Dans nos archives - L’avortement hier et aujourd’hui

Photo: Collection JFN

Jacques Ferron

À l’occasion du décès du Dr Henry Morgentaler survenu cette semaine, nous republions un article de l’écrivain Jacques Ferron, lui aussi médecin, dans lequel il retraçait en quelques lignes, à sa façon toute personnelle, l’histoire de l’avortement chez nous. Son texte fut initialement publié dans Le Devoir le 12 avril 1973. À signaler aussi, dans le même souci d’éclairer une époque, la biographie du Dr Morgentaler qu’avait publiée en 1992 Sylvie Halpern aux éditions du Boréal. Ce livre, comme d’autres, peut être relu avec profit pour ceux qui, sous l’effet de l’annonce de la disparition d’Henry Morgentaler, souhaitent mieux connaître l’histoire de l’avortement chez nous.


Vers 1830, il y eut débat au collège de Sainte-Anne-de-la-Pocatière sur ce sujet. Le Dr Labrie, qui en avait appris la technique à Édimbourg, en était le défenseur. Cela voulait dire qu’il l’avait pratiquée. De quoi s’agissait-il ? Ni plus ni moins que de l’avortement que, dans certaines circonstances, un médecin peut juger bon de pratiquer. Le Dr Labrie ne fut pas poursuivi en justice. Sa réputation de bon médecin et de bon chrétien n’eut pas à en souffrir, même si, après délibération, les clercs du séminaire se prononcèrent contre l’embryotomie. Les théologiens (c’est triste de mêler la théologie à ça) n’ont pas toujours eu la même idée. Il fut une époque où, avant un retard de quarante jours, on ne considérait pas la vie de l’embryon. Cela remonte à loin mais subsiste encore. On m’a souvent demandé en disant : « Je n’ai pas encore fait mes quarante jours, ce n’est pas péché. »


J’ai pratiqué en Gaspésie et en banlieue de Montréal. En Gaspésie, les pratiques abortives se réduisaient au rognon de castor. C’est une panacée d’une efficacité douteuse. Je n’ai pas observé d’avortement à l’exception de ceux qui surviennent naturellement entre le deuxième et le troisième mois.

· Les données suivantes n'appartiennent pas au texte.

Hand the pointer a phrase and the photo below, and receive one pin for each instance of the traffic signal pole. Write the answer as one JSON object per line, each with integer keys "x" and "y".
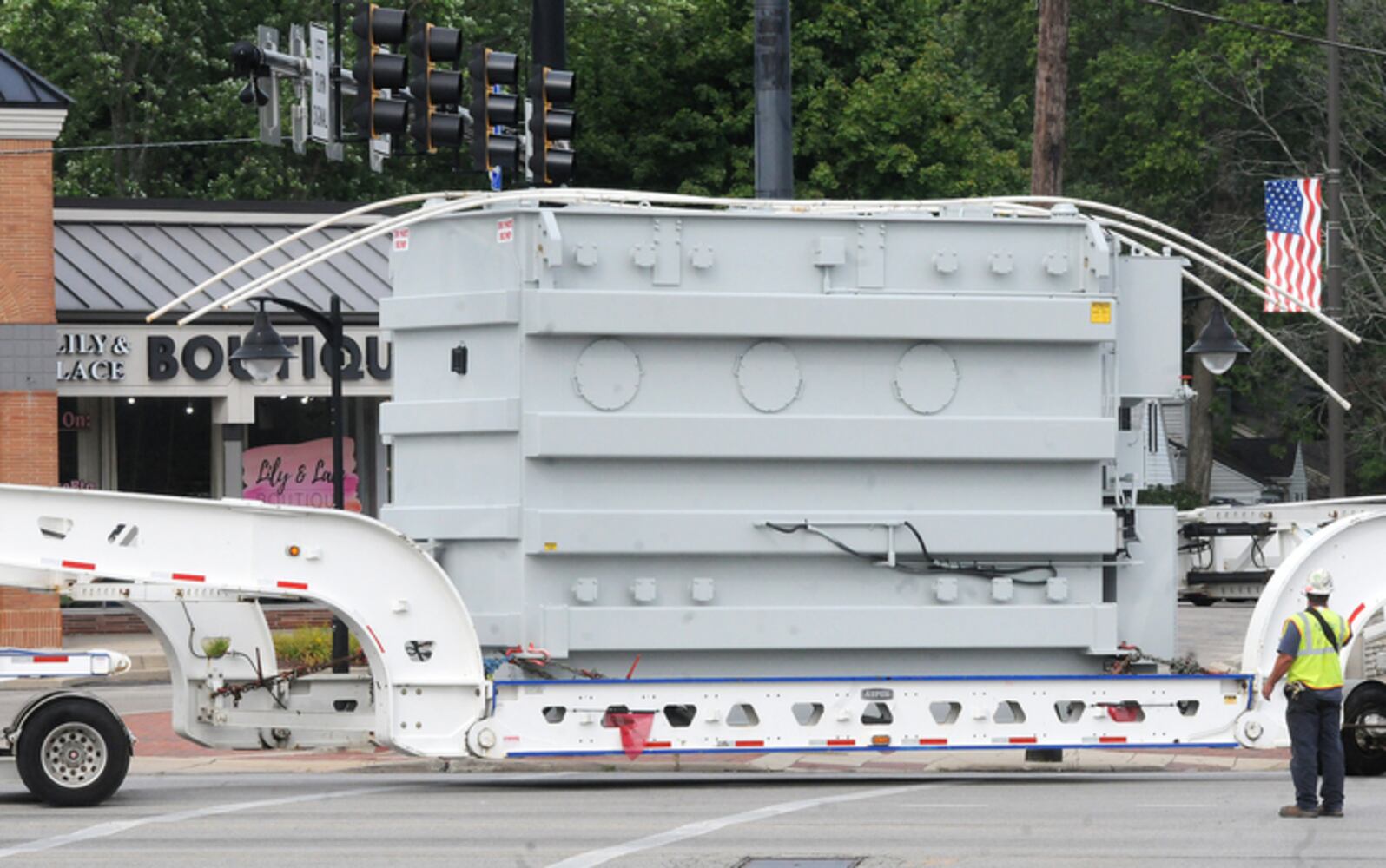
{"x": 1334, "y": 270}
{"x": 774, "y": 118}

Par contre, j’ai cru constater des cas d’infanticide. Ils étaient pratiqués à la fine aiguille en travers d’une fontanelle. De plus, des phrases comme celles-ci, « J’en ai fait mon sacrifice, je le donne à Dieu », dans le cas des enfants monstrueux, équivalaient à une condamnation, presque toujours effective.


En banlieue de Montréal, les pratiques abortives étaient plus nombreuses, les unes inefficaces comme l’application vétérinaire sur le nombril, l’introduction vaginale d’une pilule de permanganate de potasse, les autres plus sérieuses comme l’introduction dans le col d’une tige laminaire, dite bois d’orme ou bois d’homme, qu’on se procurait à la pharmacie de M… pour cinq dollars. Cette tige peut valoir de quinze à vingt cents et ne saurait avoir d’autre emploi qu’abortif. La pharmacie de M… n’a jamais eu d’ennuis pour cela. Les ennuis, c’est nous qui les avions, obligés d’achever un avortement incomplet par un curetage digital. Il y avait aussi les faiseuses d’anges.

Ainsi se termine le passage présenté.